Ensure fasting blood glucose is evaluated before starting therapy and periodically thereafter during therapy in patient with risk factors for diabetes mellitus (eg, obesity, family history of diabetes).

Bone marrow aspiration

Ensure WBC counts and differential are performed daily and bone marrow aspiration is considered if the total WBC count falls below 2,000/mm 3 or the absolute neutrophil count (ANC) falls below 1,000/mm 3 .

Cultures

Ensure appropriate cultures are obtained and appropriate antibiotics are started if patient develops signs or symptoms of infection.

Hepatic transaminases

Ensure hepatic transaminases are evaluated in patient who develops nausea, vomiting, and/or appetite loss, or other signs of hepatitis. Be prepared to discontinue therapy if transaminases are significantly elevated or if jaundice develops.

Neurologic status

Assess baseline neurologic status and, during treatment, observe for involuntary body and facial movements, drowsiness, agitation, anxiety, aggressive reaction, or seizure activity.

Repeat WBC count

Repeat WBC count and differential if, after initial treatment, the total WBC count has dropped below 3,500/mm 3 , or if it has dropped a substantial amount (single drop of 3,000 or more in the WBC count or a cumulative drop of 3,000 or more within 3 wk) from baseline, even if the WBC count is above 3,500/mm 3 , or if immature forms are present. If subsequent WBC counts are between 3,000 and 3,500/mm 3 , and the ANC is above 1,500/mm 3 , increase WBC and differential counts to twice weekly.

Response to treatment

Frequently assess patient for response to treatment.

Restarting therapy

Ensure clozapine therapy is not restarted in patient whose total WBC count falls below 2,000/mm 3 or the ANC falls below 1,000/mm 3 .

Review therapy

Ensure therapy is periodically reviewed to determine if it needs to be continued without change or if a dose change (eg, increase, decrease, discontinuation) is indicated.

Adverse reactions

Advise patient to immediately report any of the following symptoms: chest pain, constipation, dizziness, dyspnea, excessive drowsiness, fever, palpitations, persistent nausea or vomiting, symptoms of hyperglycemia (polyuria, polydipsia, polyphagia), tachycardia, unexplained fatigue.

WBC count decrease

Withhold therapy if WBC count falls below 3,000/mm 3 or the ANC falls below 1,500/mm 3 . Repeat WBC count and differential daily and closely monitor patient for symptoms of infection. Consider reinstituting clozapine if no symptoms of infection develop, and if the total WBC count returns to levels greater than 3,000/mm 3 and the ANC returns to levels above 1,500/mm 3 . Continue to monitor WBC counts and differential twice weekly until total WBC counts return to levels above 3,500/mm 3 .

WBC schedule

Ensure WBC count and differential are determined prior to, weekly for the first 6 mo of treatment, and then every other week for duration of treatment. Determine WBC and differential weekly for 4 wk following discontinuation of treatment.


Pregnancy

Category B .

Lactation

Undetermined.

Children

Safety and efficacy not established.

Elderly

Approach dose selection with caution, taking into consideration decreased renal, hepatic, and cardiac function, and other concomitant disease and drug therapy.

Hepatic Function

Use caution when administering clozapine to patients who have concurrent hepatic disease. Hepatitis has been reported in patients with normal and preexisting abnormalities in liver function.

Special Risk Patients

Use great caution in patients with renal or cardiac disease, narrow-angle glaucoma, enlarged prostate, or history of seizures; seizures are more likely at higher doses.

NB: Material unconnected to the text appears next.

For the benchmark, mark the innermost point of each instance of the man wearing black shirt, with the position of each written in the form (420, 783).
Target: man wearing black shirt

Cognitive and motor performance

Because of initial sedation, mental and/or physical abilities may be impaired, especially during the first few days of therapy.

Debilitated patients

Lower doses required; high risk for anticholinergic and hypotensive effects.

ECG changes

Some patients experience ECG repolarization changes during treatment. Several have experienced significant cardiac events, including ischemic changes, MI, nonfatal arrhythmias, and sudden, unexplained death.

Fever

May experience transient temperature elevations above 100.4°F with peak incidence within first 3 wk of treatment.

General anesthesia

Because of the CNS effects of clozapine, caution is advised in patients receiving general anesthesia.

GI

Varying degrees of impairment of intestinal peristalsis, ranging from constipation to intestinal obstruction; fecal impaction and paralytic ileus have been associated with clozapine use.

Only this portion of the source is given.